Good news everyone, after trying to go number two in my hospital bed I could not feel any dripping of cerebrospinal fluid down my throat or out of my nose. Crisis averted. Dr. J told me to hang in there, everything looked great and Dr. M would be by later to give me the details of my surgery and our next steps forward. He also handed me the house phone and a menu and told me to eat something. The mention of food woke up something primal in my stomach. I realized I hadn’t really eaten anything for 36 hours except a few saltines. I picked up the phone and ordered from the menu. Surprisingly the things that sounded good to me were things your mom packed for your school lunch. I wanted a banana, peanut butter sandwich, milk, chicken soup, and a brownie. It’s tough to eat when you can’t breathe through your nose. I’m sure everyone knows this feeling if you have allergies or have ever had a sinus infection. You don’t want to chew with your mouth open but otherwise you have to hold your breath. After half a sandwich I was panting like I’d just run a mile.
After eating I sighed and laid back against the bed, feeling almost comfortable for the first time in quite a few days. I had just started to sink into a food coma when Dr. M breezed into the room. I mentioned earlier that he is serious and efficient. He saves the lives of many people with extremely serious health issues every day and he does it multiple times a day. When he speaks it is with a quiet confidence, no other emotion. He doesn’t use ten words when two will do. I like his style.
I’m also intrigued by him. For someone who does not show emotion very readily he radiates intensity. I remember the first time we talked about my tumor I was sitting in the exam chair and he was in the rolling chair at the desk across the room. When we began talking about my surgery he rolled the chair closer to me. He was perhaps only one foot away. He looked me square in my eyes and told me what his plan was. We discussed the risks and the unknowns. He never downplayed them or gave the impression of “don’t worry girl, I got this.” I knew how serious the procedure was and I was very nervous about it but there was something about the way he presented his ability as a surgeon. I knew that if there was a way he would find it and if he could fix it he would.
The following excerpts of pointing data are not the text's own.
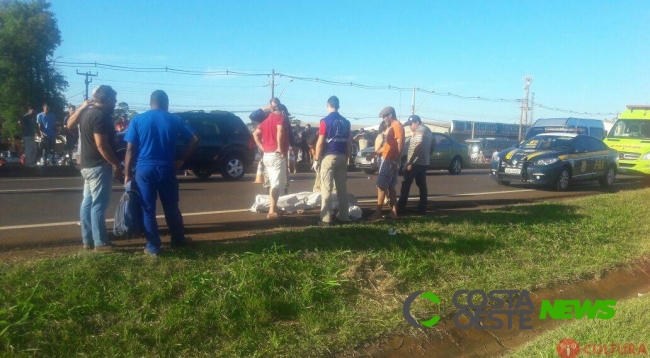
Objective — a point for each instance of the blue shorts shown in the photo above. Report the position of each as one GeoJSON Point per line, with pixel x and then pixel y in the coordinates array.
{"type": "Point", "coordinates": [387, 177]}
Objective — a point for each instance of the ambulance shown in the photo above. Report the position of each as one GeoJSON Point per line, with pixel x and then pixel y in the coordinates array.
{"type": "Point", "coordinates": [630, 136]}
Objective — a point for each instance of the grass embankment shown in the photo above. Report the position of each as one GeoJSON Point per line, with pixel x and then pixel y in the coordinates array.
{"type": "Point", "coordinates": [627, 333]}
{"type": "Point", "coordinates": [306, 292]}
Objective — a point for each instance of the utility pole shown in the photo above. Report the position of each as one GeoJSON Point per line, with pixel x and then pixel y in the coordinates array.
{"type": "Point", "coordinates": [523, 120]}
{"type": "Point", "coordinates": [273, 83]}
{"type": "Point", "coordinates": [413, 103]}
{"type": "Point", "coordinates": [532, 108]}
{"type": "Point", "coordinates": [88, 79]}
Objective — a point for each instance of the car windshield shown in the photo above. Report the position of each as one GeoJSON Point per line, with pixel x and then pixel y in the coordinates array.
{"type": "Point", "coordinates": [631, 129]}
{"type": "Point", "coordinates": [548, 143]}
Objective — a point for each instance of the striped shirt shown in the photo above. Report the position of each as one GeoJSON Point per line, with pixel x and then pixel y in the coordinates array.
{"type": "Point", "coordinates": [424, 138]}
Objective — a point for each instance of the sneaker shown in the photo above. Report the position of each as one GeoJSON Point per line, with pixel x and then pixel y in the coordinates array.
{"type": "Point", "coordinates": [104, 248]}
{"type": "Point", "coordinates": [150, 254]}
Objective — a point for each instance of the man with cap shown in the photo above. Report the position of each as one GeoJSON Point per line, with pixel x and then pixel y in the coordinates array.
{"type": "Point", "coordinates": [417, 162]}
{"type": "Point", "coordinates": [272, 137]}
{"type": "Point", "coordinates": [388, 170]}
{"type": "Point", "coordinates": [332, 152]}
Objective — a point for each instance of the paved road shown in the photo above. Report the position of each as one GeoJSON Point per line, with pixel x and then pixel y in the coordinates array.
{"type": "Point", "coordinates": [36, 210]}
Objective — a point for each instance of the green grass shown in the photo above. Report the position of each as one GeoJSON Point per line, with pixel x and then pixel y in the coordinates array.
{"type": "Point", "coordinates": [306, 292]}
{"type": "Point", "coordinates": [628, 326]}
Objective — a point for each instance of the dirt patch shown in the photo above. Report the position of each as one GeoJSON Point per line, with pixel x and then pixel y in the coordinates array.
{"type": "Point", "coordinates": [446, 340]}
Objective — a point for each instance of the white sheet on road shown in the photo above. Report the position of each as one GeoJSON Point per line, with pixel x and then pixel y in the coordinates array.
{"type": "Point", "coordinates": [305, 200]}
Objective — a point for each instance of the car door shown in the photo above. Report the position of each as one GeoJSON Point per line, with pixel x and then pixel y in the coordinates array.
{"type": "Point", "coordinates": [580, 159]}
{"type": "Point", "coordinates": [211, 135]}
{"type": "Point", "coordinates": [442, 152]}
{"type": "Point", "coordinates": [598, 160]}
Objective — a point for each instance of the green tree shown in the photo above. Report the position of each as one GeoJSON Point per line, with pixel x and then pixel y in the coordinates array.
{"type": "Point", "coordinates": [28, 37]}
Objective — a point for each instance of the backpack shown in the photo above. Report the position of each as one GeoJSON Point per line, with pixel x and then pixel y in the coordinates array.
{"type": "Point", "coordinates": [129, 220]}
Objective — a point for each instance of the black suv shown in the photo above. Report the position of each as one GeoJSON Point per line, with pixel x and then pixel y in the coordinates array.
{"type": "Point", "coordinates": [226, 145]}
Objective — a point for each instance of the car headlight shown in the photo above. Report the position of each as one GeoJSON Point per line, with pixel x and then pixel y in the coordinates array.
{"type": "Point", "coordinates": [546, 161]}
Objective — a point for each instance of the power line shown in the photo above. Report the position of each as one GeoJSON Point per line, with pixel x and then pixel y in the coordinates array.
{"type": "Point", "coordinates": [167, 69]}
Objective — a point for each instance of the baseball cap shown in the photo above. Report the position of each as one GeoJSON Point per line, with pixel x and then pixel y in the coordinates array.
{"type": "Point", "coordinates": [413, 119]}
{"type": "Point", "coordinates": [386, 111]}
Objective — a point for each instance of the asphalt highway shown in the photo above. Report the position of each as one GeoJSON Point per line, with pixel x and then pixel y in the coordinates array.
{"type": "Point", "coordinates": [36, 211]}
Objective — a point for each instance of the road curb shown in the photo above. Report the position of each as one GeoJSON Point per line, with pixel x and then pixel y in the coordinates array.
{"type": "Point", "coordinates": [18, 171]}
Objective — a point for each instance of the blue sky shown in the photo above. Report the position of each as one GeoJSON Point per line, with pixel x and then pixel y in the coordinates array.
{"type": "Point", "coordinates": [589, 57]}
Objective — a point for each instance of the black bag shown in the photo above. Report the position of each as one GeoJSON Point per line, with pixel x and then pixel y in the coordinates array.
{"type": "Point", "coordinates": [129, 219]}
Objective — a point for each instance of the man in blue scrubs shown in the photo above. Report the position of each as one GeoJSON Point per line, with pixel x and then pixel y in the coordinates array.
{"type": "Point", "coordinates": [152, 139]}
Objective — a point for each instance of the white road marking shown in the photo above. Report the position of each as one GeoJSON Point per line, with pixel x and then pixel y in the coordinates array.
{"type": "Point", "coordinates": [34, 226]}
I also took his serious demeanor as a challenge. I totally wanted to crack him. Too bad I wasn’t on Versed then, I’m sure I could have gotten him to smile. He still had scrubs on and stood at the foot of my bed and leaned casually against the wall as he spoke. He told me that the surgery could not have possibly gone better. Bleeding had been kept to a minimum, my optic nerve was still intact, my dura had not been compromised, and he had been able to remove all of the tumor endo-scopically. Once my black eye healed and we took the packing out of my nose I would have no visible scarring from this surgery. My parents slumped against each other with relief and exhaustion and Matt squeezed my hand. We had done it. We had gone through the looking glass and we were going to make it back in one piece. I looked Dr. M in the eyes and then motioned my head towards the door, “So when can I, you know, get out of here?” (if he had said right now I would have bolted for the door right then.)
“Very soon. I will have a nurse come in and advise you about at home care, we will write a prescription for pain relief, take out your IV’s and you can be on your way.”
“When can I fly home?”
“Tomorrow if you like. It will not be comfortable though. The pressure change in the cabin will hurt with all that packing. You have five gel packs in your sinuses as well as the packing in your nose right now.”
“When can I pull this thing out?”
“Patience is a virtue Miss Fahs, you will need to leave it in there for three days. You can have your ENT at home remove it. But prepare yourself, the next three days and the removal will also be uncomfortable.”
Yeah yeah yeah, pain, discomfort, “be patient” none of that was new. But I was building up to the most important question of all,
“I have a very important race coming up. When can I start training again?”